Continental Divide - Russia Gas Pipeline Heightens East Europe’s Fears - Series - NYTimes.com

Nord Stream pipelineImage via Wikipedia

MOSCOW — With an ambitious new pipeline planned to run along the bed of the Baltic Sea, the Russian natural gas giant Gazprom is driving a political wedge between Eastern and Western Europe.

While the Russian-German pipeline offers clear energy benefits to Western Europe, Central and Eastern European leaders fear it could lead to a new era of gas-leveraged Russian domination of the former Soviet bloc. With its gas wealth and eyebrow-raising network of personal ties, Russia has divided members of the European Union that have vowed to act collectively to protect their security.

Currently, Russian gas has to be piped through Eastern Europe to reach Western Europe. If Russia shuts off the gas to pressure a neighbor in the east, it is felt in the more powerful, wealthier countries to the west, where it touches off loud protests.

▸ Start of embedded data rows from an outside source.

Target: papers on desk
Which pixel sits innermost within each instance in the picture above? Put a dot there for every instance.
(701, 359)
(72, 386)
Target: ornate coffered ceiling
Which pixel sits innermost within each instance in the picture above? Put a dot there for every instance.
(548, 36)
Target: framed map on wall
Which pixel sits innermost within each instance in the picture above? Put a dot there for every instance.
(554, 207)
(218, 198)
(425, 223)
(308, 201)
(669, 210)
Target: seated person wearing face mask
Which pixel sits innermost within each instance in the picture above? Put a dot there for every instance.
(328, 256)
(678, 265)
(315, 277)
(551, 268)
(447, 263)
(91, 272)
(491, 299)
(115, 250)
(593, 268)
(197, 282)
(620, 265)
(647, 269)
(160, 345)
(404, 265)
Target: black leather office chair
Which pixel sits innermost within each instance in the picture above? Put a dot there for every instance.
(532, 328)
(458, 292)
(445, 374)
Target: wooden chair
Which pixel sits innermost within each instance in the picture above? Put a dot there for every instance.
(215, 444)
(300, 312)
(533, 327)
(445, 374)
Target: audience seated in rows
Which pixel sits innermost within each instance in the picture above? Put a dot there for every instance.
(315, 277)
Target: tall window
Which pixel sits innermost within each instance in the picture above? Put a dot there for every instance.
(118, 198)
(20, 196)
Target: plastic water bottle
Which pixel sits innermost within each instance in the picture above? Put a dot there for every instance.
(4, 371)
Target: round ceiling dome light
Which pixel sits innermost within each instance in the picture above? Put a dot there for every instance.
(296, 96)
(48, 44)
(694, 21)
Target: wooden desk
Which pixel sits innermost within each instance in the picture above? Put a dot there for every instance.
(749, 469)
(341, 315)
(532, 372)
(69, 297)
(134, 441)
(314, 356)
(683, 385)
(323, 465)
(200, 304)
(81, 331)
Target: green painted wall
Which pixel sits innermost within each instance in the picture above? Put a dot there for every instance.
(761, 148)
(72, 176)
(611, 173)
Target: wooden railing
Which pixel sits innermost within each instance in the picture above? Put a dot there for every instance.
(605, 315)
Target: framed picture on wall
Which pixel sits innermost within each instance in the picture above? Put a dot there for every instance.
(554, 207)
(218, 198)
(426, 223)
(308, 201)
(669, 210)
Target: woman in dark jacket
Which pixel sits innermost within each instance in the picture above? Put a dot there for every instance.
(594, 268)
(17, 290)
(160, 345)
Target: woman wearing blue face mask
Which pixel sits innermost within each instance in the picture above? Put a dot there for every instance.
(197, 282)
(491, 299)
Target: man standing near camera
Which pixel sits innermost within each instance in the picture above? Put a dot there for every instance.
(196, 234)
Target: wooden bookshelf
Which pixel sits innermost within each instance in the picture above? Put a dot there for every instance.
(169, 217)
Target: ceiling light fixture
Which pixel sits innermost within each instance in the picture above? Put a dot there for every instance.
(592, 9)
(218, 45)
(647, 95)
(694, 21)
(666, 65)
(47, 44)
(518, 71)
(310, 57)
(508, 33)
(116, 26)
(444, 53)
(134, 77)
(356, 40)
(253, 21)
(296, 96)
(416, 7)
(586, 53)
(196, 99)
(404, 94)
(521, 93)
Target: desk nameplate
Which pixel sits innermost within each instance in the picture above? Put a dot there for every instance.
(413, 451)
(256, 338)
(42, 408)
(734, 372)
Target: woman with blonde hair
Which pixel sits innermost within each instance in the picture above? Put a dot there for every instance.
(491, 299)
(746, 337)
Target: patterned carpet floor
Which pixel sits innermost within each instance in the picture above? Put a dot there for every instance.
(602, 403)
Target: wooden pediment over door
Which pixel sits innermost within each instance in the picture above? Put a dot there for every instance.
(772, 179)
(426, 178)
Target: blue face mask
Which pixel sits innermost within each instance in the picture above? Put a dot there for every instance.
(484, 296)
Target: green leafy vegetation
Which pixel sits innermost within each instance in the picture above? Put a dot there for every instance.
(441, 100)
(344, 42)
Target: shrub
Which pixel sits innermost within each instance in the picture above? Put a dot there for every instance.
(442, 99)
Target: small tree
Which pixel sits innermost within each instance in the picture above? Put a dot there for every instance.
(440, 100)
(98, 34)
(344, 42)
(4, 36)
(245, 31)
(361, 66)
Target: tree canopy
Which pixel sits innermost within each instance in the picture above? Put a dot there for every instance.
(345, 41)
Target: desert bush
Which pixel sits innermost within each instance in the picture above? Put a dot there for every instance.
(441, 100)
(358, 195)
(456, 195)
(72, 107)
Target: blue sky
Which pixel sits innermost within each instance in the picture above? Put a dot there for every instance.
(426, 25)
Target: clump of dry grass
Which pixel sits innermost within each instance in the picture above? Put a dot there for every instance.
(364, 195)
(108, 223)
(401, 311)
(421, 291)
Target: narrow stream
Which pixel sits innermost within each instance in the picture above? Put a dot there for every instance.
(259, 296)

The new Nord Stream pipeline will change that equation. By traveling more than 750 miles underwater, from Vyborg, Russia, to Greifswald, Germany, bypassing the former Soviet and satellite states, it will give Russia a separate supply line to the west.

As a result, many security experts and Eastern European officials say, Russia will be more likely to play pipeline politics with its neighbors.

“Yesterday tanks, today oil,” said Zbigniew Siemiatkowski, a former head of Poland’s security service.

That is not the way the Russians present it. Gazprom, which supplies Europe with 28 percent of its natural gas, says the $10.7 billion project is commercial, not strategic.

Matthias Warnig, Nord Stream’s chief executive and a former East German, said Eastern Europe’s fears were unfounded. “The wall broke down 20 years ago,” he said. Europe needs additional natural gas to compensate for declining output from the North Sea, he said, and Russia is the best place to get it.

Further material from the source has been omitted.